President Obama and other national leaders have called for dramatically increasing the proportion of youth obtaining a post-secondary credential, but this vision will be very difficult to realize because of issues of readiness and affordability. The insufficient numbers of young adults who are college-ready reflects the quality and equality problems discussed earlier. Yet, it also reflects the “wilt” among low-income and minority teenagers in their determination to pursue higher education.
Fortunately, several studies and pilots show that matched educational savings accounts not only help young students save money for college; they also “make hope concrete” and motivate students to buck their peer cultures and study hard in high school. On this, see especially the publications of the Center for Social Development at Washington University in St. Louis and the work of CFED, especially its Partnership for College Completion, a partnership with the United Negro College Fund, KIPP schools, and Citibank.

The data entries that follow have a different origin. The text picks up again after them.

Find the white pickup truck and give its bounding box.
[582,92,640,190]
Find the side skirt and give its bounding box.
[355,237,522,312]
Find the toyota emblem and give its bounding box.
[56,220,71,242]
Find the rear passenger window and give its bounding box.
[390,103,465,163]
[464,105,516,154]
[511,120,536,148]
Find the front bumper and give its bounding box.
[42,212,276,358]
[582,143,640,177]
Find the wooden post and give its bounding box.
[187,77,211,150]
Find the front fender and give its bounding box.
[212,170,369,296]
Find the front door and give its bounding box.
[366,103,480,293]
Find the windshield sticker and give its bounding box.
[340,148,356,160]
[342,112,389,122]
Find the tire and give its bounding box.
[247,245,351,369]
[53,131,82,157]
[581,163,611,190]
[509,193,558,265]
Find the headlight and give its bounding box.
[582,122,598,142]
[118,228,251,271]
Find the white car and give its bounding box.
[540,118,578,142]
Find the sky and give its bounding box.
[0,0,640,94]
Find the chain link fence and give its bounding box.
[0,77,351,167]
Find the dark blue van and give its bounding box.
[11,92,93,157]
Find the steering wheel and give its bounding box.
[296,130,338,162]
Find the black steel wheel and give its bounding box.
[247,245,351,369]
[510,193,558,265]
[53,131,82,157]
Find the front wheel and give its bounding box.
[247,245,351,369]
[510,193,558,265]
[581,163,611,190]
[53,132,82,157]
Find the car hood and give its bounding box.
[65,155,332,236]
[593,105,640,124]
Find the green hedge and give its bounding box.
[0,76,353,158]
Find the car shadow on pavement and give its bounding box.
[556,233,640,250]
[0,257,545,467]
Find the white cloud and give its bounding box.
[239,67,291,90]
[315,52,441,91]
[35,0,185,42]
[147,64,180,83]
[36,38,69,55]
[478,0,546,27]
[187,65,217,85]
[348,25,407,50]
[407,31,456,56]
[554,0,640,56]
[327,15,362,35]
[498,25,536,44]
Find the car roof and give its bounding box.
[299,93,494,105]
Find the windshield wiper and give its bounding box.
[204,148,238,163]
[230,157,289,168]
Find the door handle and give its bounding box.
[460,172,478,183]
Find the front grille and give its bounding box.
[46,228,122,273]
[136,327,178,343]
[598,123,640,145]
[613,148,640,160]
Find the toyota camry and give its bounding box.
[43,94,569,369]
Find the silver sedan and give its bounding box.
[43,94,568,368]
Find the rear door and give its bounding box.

Affordability, on the other hand speaks to productivity. The traditional way to make higher education more affordable has been to expand the financing for it, usually through public financing of institutions and student loans and grants. The problem is that costs have continued to rise far faster than the general inflation rate. Moreover, the states and the federal government face daunting fiscal constraints, student educational debts are generating a backlash, and the public is beginning to question higher education’s value proposition. According to a recent Pew Research Center poll: “A majority of Americans (57%) say the higher education system in the United States fails to provide students with good value for the money they and their families spend.” All this is creating a growing pressure to increase the productivity of higher education.
There are many ways to increase productivity – from three-year degrees to more online education – but most are controversial. The most interesting work in this area comes from Harvard Business School professor, Clayton Christensen and his colleagues. They have produced two important books, Disrupting Class (2008) and The Innovative University (2011) and a report co-published with the Center for American Progress, Disrupting College (2011). All these do a superb job of applying Christensen’s theory of “disruptive innovation”, first presented in his classic, The Innovator’s Dilemma (1997), to education.

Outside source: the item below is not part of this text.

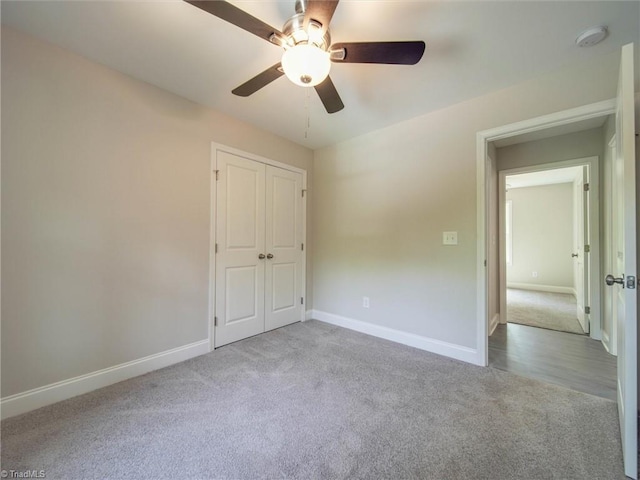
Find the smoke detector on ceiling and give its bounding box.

I cannot close without saying a word about K-12 education. It’s a good thing that the country is debating ways to increase teacher effectiveness, from improving teacher education to linking salaries to student performance. But we are neglecting two other promising paths forward: public school choice and work-based learning. There is not room here even to summarize key points, but on the former, see Richard Kahlenberg’s excellent book, All Together Now: Creating Middle Class Schools through Public School Choice, which shows how to counter the terrible effects of concentrated poverty –in part by combining choice with the requirement that every school take its fair share of free-and-reduced-meal students. On the latter, see the recent report from the Harvard Graduate School of Education, Pathways to Prosperity: Meeting the Challenge of Preparing young Americans for the 21st Century, a report on work-based learning programs that hold great promise for improving high school graduation rates, especially of low-income males.
EDITORS’S NOTE: Good luck in your new position at George Washington, Steve!